Monitoring cloud-native applications
What to consider when evolving your monitoring strategy as you adopt a cloud-native approach.
What to consider when evolving your monitoring strategy as you adopt a cloud-native approach.
Cloud-native applications are increasingly being adopted across industry. Today it is no longer only companies like Netflix, Amazon or Gilt who build these highly scalable and dynamic applications. At least every other week I learn about companies—even those in very traditional spaces like finance and insurance—rebuilding their application stack to move towards a cloud-native approach. As we now see increased adoption of cloud-native applications we can also see how it affects the way we monitor applications. At first you might think that these applications are “just another technology to monitor”. Once you take a closer look, however, you realize that this is not just about a new set of technologies, but rather an entire paradigm shift in how we build, manage and run applications. Best practices from five years ago have become anti-patterns.
Some examples of these anti-patterns and their “best practice” counterparts
Before we dive into the details of the impact of this new paradigm on monitoring, let’s define what a cloud-native application looks like.
Unlike the name suggests, cloud-native applications are about much more than just the cloud. In fact, “the cloud” has evolved to mean much more than just a set of compute resources. Today “the cloud” refers to an entire paradigm about how applications are built, whether on-premise or off. We can break this paradigm down into a set of key aspects.
With all these substantial changes to the way we deliver applications, we need to start to wonder about what the effect on monitoring is. Can we still use our good old monitoring stack or is something new or different required? From a 10,000 feet view not so much has actually changed. We still monitor infrastructure and applications. The devil is in the details. Having had the chance to look at and work with companies adopting cloud-native applications, here is what we have learned.
Depending on the maturity of your organization, your monitoring stack might be rather mature already. A combination of infrastructure monitoring covering hosts and the network, application monitoring covering service level data like errors or response times, real-user monitoring covering end-user response times and errors as well behavioral data and log monitoring goes a long way. These information sources are as valuable in a cloud-native world as they were with traditional applications.
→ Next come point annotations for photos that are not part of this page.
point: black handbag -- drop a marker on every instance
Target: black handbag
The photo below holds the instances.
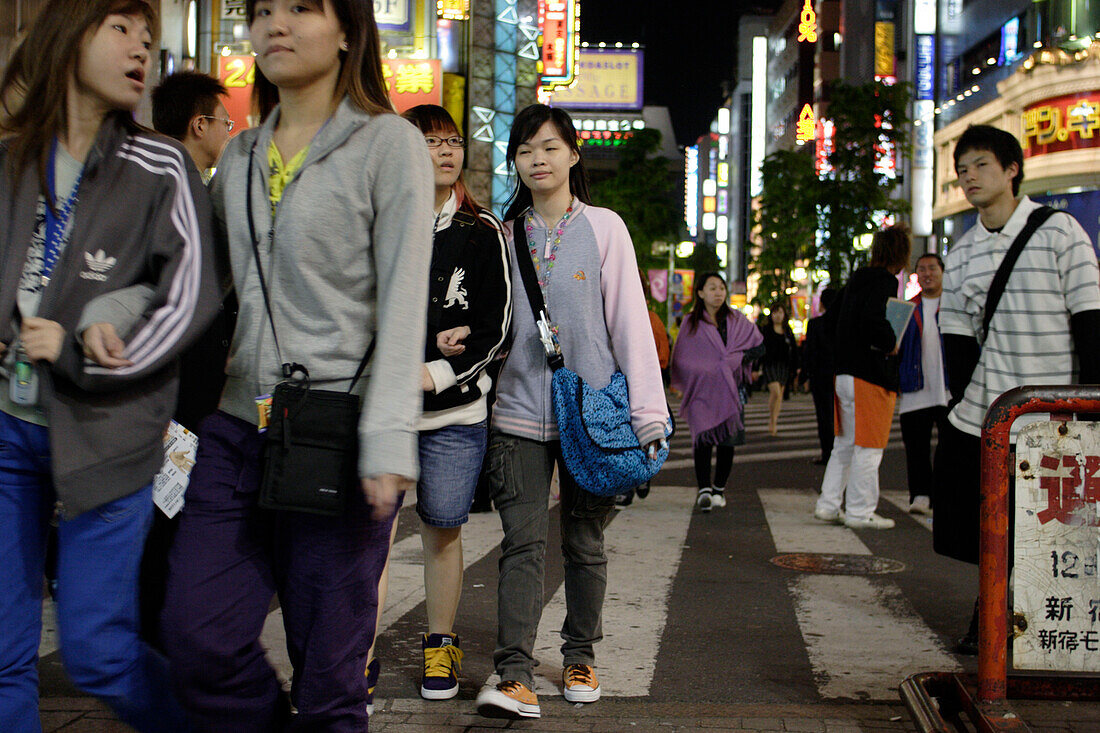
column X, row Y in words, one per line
column 310, row 451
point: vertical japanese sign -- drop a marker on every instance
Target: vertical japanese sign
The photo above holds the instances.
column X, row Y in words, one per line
column 233, row 10
column 239, row 75
column 393, row 14
column 884, row 51
column 558, row 25
column 453, row 9
column 413, row 81
column 1055, row 579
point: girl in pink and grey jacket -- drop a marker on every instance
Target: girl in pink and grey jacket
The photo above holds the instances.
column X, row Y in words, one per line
column 589, row 276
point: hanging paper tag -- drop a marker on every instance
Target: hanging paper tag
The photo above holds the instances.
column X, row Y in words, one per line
column 263, row 412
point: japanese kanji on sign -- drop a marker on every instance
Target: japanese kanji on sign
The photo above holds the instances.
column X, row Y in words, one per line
column 1055, row 579
column 413, row 81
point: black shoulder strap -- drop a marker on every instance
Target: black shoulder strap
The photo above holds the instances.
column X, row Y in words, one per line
column 531, row 284
column 1036, row 219
column 288, row 369
column 527, row 269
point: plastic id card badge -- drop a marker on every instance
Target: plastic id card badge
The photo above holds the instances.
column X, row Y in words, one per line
column 263, row 412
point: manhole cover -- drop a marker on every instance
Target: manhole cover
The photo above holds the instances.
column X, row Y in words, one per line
column 838, row 565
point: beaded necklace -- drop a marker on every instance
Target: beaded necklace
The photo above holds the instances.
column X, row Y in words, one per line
column 552, row 233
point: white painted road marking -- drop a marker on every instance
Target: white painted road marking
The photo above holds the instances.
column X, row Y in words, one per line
column 843, row 617
column 644, row 545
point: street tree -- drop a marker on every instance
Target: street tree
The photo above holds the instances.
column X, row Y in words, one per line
column 788, row 221
column 871, row 128
column 644, row 193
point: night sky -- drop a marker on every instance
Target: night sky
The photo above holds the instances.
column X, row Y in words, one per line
column 690, row 51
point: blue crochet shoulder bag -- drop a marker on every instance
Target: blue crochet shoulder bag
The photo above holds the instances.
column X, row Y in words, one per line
column 597, row 442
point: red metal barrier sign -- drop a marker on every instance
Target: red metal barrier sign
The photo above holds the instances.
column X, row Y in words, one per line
column 1055, row 578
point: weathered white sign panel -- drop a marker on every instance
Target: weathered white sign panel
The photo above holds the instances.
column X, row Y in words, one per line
column 1055, row 580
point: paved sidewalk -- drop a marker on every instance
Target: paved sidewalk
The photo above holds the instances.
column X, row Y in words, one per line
column 624, row 715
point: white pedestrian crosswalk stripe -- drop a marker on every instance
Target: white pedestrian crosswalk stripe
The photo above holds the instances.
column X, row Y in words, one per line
column 644, row 548
column 846, row 616
column 846, row 623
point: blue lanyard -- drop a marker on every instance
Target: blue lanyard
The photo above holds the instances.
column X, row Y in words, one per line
column 57, row 223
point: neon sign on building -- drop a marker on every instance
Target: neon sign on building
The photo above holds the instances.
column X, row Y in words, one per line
column 453, row 9
column 691, row 189
column 559, row 24
column 807, row 23
column 807, row 124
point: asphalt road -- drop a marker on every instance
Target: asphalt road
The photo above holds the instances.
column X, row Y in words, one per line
column 704, row 616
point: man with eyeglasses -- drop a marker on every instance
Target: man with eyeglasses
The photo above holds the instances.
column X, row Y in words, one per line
column 188, row 106
column 454, row 141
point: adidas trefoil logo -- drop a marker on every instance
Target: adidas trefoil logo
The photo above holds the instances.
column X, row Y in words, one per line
column 97, row 265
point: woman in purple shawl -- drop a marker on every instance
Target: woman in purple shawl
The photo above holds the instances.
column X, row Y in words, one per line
column 710, row 363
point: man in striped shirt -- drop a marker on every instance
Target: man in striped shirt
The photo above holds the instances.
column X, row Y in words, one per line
column 1045, row 330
So while the overall approach to monitoring does not need to change, it is in the details and exact requirements where you need to evolve your monitoring practices. If your monitoring stack, however, leaves some of the areas mentioned above as blind spots, you need to complete this picture. In a traditional datatacenter, it was fine for the development team to not worry too much about the infrastructure as this was the responsibility of dedicated teams. In a cloud-native scenario, however, the development teams have end-to-end responsibility including a well-functioning infrastructure.
Polyglot development means using languages and databases as we see fit. Traditionally, companies defined a common stack to use throughout the entire company. Java EE used to be a very prominent example here. The same was true for database. Companies rarely used more than one database vendor for the current technology stack. In modern environments this standardization is replaced by autonomy in the individual teams. If a team decides that Node.js is a better fit for their API than Java, they go forward with this decision. This trend has naturally increased the complexity of the environments we need to monitor. While traditionally it was easy to built up the expertise to manage applications, in a cloud native context, this knowledge is now spread across a potentially large number of specialized feature teams responsible for product search, payment, special offers calculation or customer account management.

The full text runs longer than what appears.